Sunday, December 19, 2010

Chapter 12.5 - Treason


TREASON


“...when they say don’t treat them like gentlemen. While we do, I might say that if we did not, I would not cry for them.  Treasoners are not gentlemen, my good friends.  They don’t understand being treated like gentlemen.”


Joseph McCarthy


Cold winds are blowing across the Los Alamos cemetery nestled between two mesas beneath Ponderosa Pine.  Tom pulled the hood of the army issue jacket further over his head and tightened the neck cinch.  Gusts of snow are blowing across the tombstone that reads:


God bless this man
Whose kindness was as pure as driven snow
Arthur Oswold Emerson
Aug 1, 1865 to Nov 10, 1954


“Art, you balanced my cynicism with hope.  I keep remembering the car accident.  Margaret hasn’t cried since.  Why did you have to leave me?  I’m afraid without you.”

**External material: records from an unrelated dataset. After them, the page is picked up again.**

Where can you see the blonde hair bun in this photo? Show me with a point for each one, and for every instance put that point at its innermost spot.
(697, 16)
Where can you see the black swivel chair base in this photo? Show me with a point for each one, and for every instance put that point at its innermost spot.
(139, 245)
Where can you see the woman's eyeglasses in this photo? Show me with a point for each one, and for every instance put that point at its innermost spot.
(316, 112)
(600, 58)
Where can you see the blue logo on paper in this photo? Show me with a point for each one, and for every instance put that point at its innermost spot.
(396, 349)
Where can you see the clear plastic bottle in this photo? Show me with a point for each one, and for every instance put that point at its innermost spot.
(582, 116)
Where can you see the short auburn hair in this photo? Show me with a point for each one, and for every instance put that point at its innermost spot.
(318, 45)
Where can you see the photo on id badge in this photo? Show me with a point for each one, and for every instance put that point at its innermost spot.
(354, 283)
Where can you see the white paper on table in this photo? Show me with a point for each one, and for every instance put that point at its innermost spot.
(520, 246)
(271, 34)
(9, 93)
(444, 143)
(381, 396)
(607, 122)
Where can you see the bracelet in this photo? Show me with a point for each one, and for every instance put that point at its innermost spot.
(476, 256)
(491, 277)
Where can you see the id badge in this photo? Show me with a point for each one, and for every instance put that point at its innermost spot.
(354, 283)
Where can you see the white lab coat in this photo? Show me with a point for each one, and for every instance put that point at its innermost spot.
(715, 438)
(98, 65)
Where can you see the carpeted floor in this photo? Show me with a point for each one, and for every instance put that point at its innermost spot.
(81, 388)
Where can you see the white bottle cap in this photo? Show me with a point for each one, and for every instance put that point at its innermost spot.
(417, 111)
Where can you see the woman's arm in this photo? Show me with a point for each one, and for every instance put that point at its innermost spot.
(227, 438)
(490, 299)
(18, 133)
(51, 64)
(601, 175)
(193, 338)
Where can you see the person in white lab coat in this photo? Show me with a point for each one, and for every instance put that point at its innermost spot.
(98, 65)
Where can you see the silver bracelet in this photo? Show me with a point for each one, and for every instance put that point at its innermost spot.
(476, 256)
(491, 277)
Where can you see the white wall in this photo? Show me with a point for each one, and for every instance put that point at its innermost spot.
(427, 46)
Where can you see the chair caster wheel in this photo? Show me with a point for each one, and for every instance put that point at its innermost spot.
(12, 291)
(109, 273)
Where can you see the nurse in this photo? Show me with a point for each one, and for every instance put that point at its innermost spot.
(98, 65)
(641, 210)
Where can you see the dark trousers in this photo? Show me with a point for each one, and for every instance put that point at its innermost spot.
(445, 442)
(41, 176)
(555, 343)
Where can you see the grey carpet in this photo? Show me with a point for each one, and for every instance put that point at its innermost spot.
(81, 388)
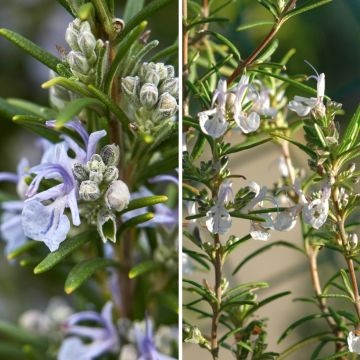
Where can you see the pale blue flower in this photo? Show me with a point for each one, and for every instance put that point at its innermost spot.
(10, 222)
(145, 343)
(43, 217)
(103, 338)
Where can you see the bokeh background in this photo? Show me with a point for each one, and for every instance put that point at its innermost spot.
(327, 37)
(44, 22)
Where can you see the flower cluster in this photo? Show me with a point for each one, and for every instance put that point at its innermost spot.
(227, 105)
(152, 96)
(88, 180)
(84, 58)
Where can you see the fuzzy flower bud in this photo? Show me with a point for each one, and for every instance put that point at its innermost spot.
(130, 86)
(117, 196)
(166, 107)
(96, 177)
(353, 241)
(149, 95)
(110, 154)
(170, 71)
(170, 86)
(111, 174)
(96, 164)
(152, 77)
(89, 191)
(78, 62)
(72, 33)
(80, 172)
(87, 44)
(106, 225)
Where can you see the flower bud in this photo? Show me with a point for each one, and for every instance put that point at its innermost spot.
(96, 164)
(87, 44)
(130, 86)
(80, 172)
(170, 86)
(78, 62)
(170, 71)
(149, 95)
(117, 196)
(96, 177)
(166, 107)
(71, 35)
(152, 77)
(89, 191)
(111, 174)
(353, 241)
(110, 154)
(106, 225)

Tom walked in ankle deep snow through the woods towards his house.  The shadows heard his sobbing as moonlight traced the tear drops from his beard into the wind and onto the snow.  He remembered what Art said to him just before he died.


“Remember Tom, we are good people in this country.  We care about our world, our children, our old.  We, as a nation, have always striven for a better place in which to live.  We have always extended our good fortune to others in order to make their lives better.  Have faith in us, Tom.  You dwell too much on the small mistakes and too little on the great victories.”


Tom paused for a moment deep in the woods.  It was dark under the snow laden branches.  He looked back down the path he had just walked.  His footsteps were gone.  It was as if he had never been.
From deep within the forest Tom could make out a small light coming from their living room window.  The light flickered and died down.  His future lay in the direction of that fire.  Tom trudged up the hill to the backyard gate and entered the living room through the back door as quietly as he could.  Tom wrestled to undo the frozen hood cinch of his jacket and hung it at the door.  Tom wondered why the fire was so cold when he sat down in the rocking chair.  He heard the frozen tears from his beard land on the oak floor as he smoked Art’s favorite pipe. Margaret turned the radio on in the kitchen.


“Today, the supreme court upheld the statutes passed by Congress outlawing the Communist party...”


Margaret waddled into the living room surprised to see her husband bent over his knees sobbing out of control.  She dropped to her knees and wrapped him in the arms of the only love he had ever known.
“Tom, your friend isn’t dead forever.  Our child will soon be born.  Maybe Art died to let our child come into the world.  Please, honey, don’t hurt so.”